Understanding Frobenius reciprocity I am stuck trying to understand the proof of the following proposition:

Let $\pi$ be an irreducible representation of $G=GL_2$. Then the following are equivalent:

*

*$\pi$ is equivalent to a subspace of $Ind_B^G \chi$ for a character $\chi$ of $T$ ;

*$\pi$ contains the trivial character of $N$.
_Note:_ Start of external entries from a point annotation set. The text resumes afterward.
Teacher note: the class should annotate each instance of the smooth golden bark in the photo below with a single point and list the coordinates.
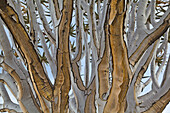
(116, 100)
(41, 83)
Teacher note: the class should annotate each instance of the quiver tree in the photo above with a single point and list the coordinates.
(84, 56)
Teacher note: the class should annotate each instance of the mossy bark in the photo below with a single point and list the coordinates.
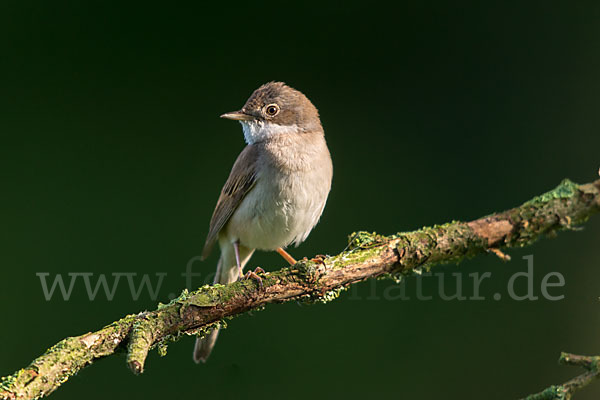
(368, 255)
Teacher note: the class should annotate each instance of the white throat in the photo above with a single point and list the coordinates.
(256, 131)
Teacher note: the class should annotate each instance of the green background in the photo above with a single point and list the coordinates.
(112, 156)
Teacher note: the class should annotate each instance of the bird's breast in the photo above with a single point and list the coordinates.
(285, 203)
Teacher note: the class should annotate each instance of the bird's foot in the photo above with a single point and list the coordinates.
(319, 259)
(254, 275)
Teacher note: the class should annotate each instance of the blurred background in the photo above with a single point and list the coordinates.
(112, 157)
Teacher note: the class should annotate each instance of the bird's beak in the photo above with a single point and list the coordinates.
(237, 116)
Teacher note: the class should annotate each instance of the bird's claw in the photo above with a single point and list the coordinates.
(319, 259)
(254, 275)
Here, we use the usual notations: $B$ the standard Borel of upper triangular matrices, $N$ the unipotent upper triangular matrices and $T$ the torus of diagonal matrices.
It is mentioned that this is a simple consequence of Frobenius Reciprocity, but I don't get where it comes into play.
 A: I suppose you are talking about finite groups and their complex representations.
By Frobenius reciprocity, we know $Hom_N (1, \pi) \cong Hom_G (Ind^G _N 1, \pi)$ . We also know that $Ind^G _N 1 \cong \sum_\chi Ind^G _B \chi$ This proves the claim.
A: What you are describing is Harish-Chandra induction and restriction. If $\psi$ is a character of $T$, write $R_T^G(\psi)$ for $\psi$ inflated to $B$, and then induced to $G$. On the other hand, if $\chi$ is a character of $G$, write ${}^*R_T^G(\chi)$ for the character obtained first by restricting to $B$, and then taking the subspace of this space that is fixed by the unipotent subgroup $U$. This naturally becomes a character for $T$.
Frobenius recpirocity, applied to any character of $G$ and any character of $T$, yields $\langle R_T^G(\psi),\chi\rangle=\langle \psi,{}^*R_T^G(\chi)\rangle$. To see this notice that we are ignoring in HC-restriction all characters that are not inflated from the torus. Thus
$$\langle \psi,{}^*R_T^G(\chi)\rangle=\langle \psi,\chi{\downarrow_B}\rangle=\langle \psi,\chi{\downarrow_T}\rangle,$$ where $\downarrow$ is the standard restriction.
On the other hand, HC-induction is simply standard induction from a Borel, but only for certain characters. In this case $\langle R_T^G(\psi),\chi\rangle=\langle \psi\uparrow^G,\chi\rangle$. Thus Frobenius reciprocity completes the proof.
If $\pi$ contains the trivial character of $N$, then $\pi$ has (the inflation of) a character of $T$ in its restriction to $B$. Thus its Harish-Chandra restriction is non-zero. Let $\chi$ be one of the constituents of it. Then the HC-induction of $\chi$ must include $\pi$ by the above statement.